Introduction
Presently there is no consensus on the tear pattern and which anchor location to use for a partial SB repair. The purpose 1) Evaluate two partial tear patterns of the superior half of the SB tendon and their strain behavior, 2) Evaluate anchor position in repair of a partial SB tears. The hypothesis was 1) Full thickness, partial SB tears are more likely to propagate vs. partial-thickness, partial SB tears 2) Medial (articular) anchor will result in higher biomechanical parameters than lateral (bursal) location in SB partial tear repair
Methods
5-matched pairs of human cadaveric shoulders were tested using an Instron machine and video-digitizing-system. The proximal humerus was potted and mounted creating a perpendicular loading angle between the Instron and SB tendon footprint. 10 markers were placed on the articular side (2 rows x 5 columns) for strain analysis. 10N-preload followed by cyclic loading from 10-100N for 30 cycles at 1mm/second, followed by load-to-failure.

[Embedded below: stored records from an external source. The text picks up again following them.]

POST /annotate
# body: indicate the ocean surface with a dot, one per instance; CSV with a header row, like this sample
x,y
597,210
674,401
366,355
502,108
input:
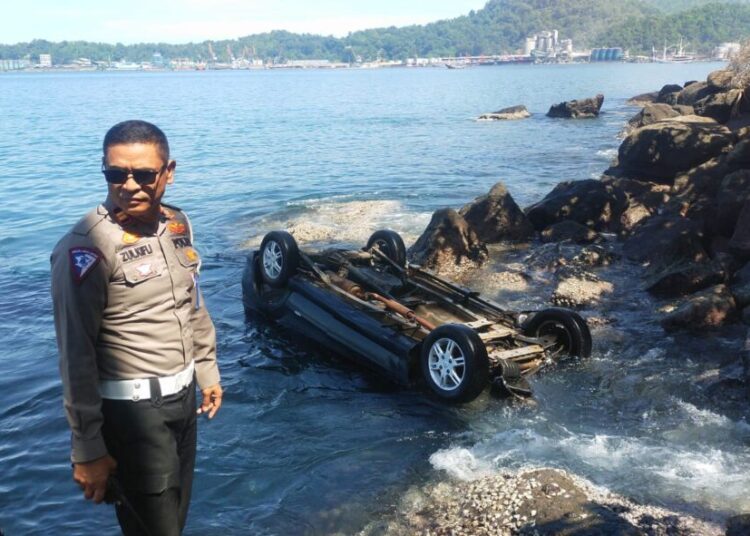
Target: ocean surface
x,y
305,442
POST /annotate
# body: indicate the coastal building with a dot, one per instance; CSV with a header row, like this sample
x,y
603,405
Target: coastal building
x,y
726,51
14,64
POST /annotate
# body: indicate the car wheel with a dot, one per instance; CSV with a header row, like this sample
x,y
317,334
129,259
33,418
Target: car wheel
x,y
571,333
279,258
391,244
454,363
257,297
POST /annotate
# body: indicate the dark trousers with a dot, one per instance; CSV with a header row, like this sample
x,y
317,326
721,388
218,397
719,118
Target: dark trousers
x,y
153,442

Two partial tears: partial and full-thickness facet-1 tears were tested. Tears were extended into facet-2 creating identical full-thickness partial-SB tears. Tears were repaired with a double-loaded suture anchor and mattress suture. Anchor position was randomized to one of two locations, medial or lateral, in the 1st-facet of SB tendon.
Results
After normalizing strain of each specimen post-tear creation to intact specimens, we found a negative strain gradient from the tear edge to the remaining inferior tendon in full-thickness facet-1 tears (-0.7, R2=0.78, p=0.04) and a positive strain gradient for partial-thickness facet-1 tears (0.7, R2= 0.54, p=0.13). There were no statistically significant differences between the two anchor locations for linear stiffness, yield-load, or energy absorbed to failure. Medial repair anchor location had a significantly higher ultimate load vs. lateral anchor location.
Discussion
Full-thickness tears involving the first facet have a higher propensity for propagation than partial thickness tears, indicating a clinical need for repair. The anchor position for subscapularis repair did not have an effect on biomechanical parameters. For patients with osteoporotic bone or concerns of slow bone healing, a medial anchor position may provide improved resistance to suture anchor pull-out or tendon repair failures.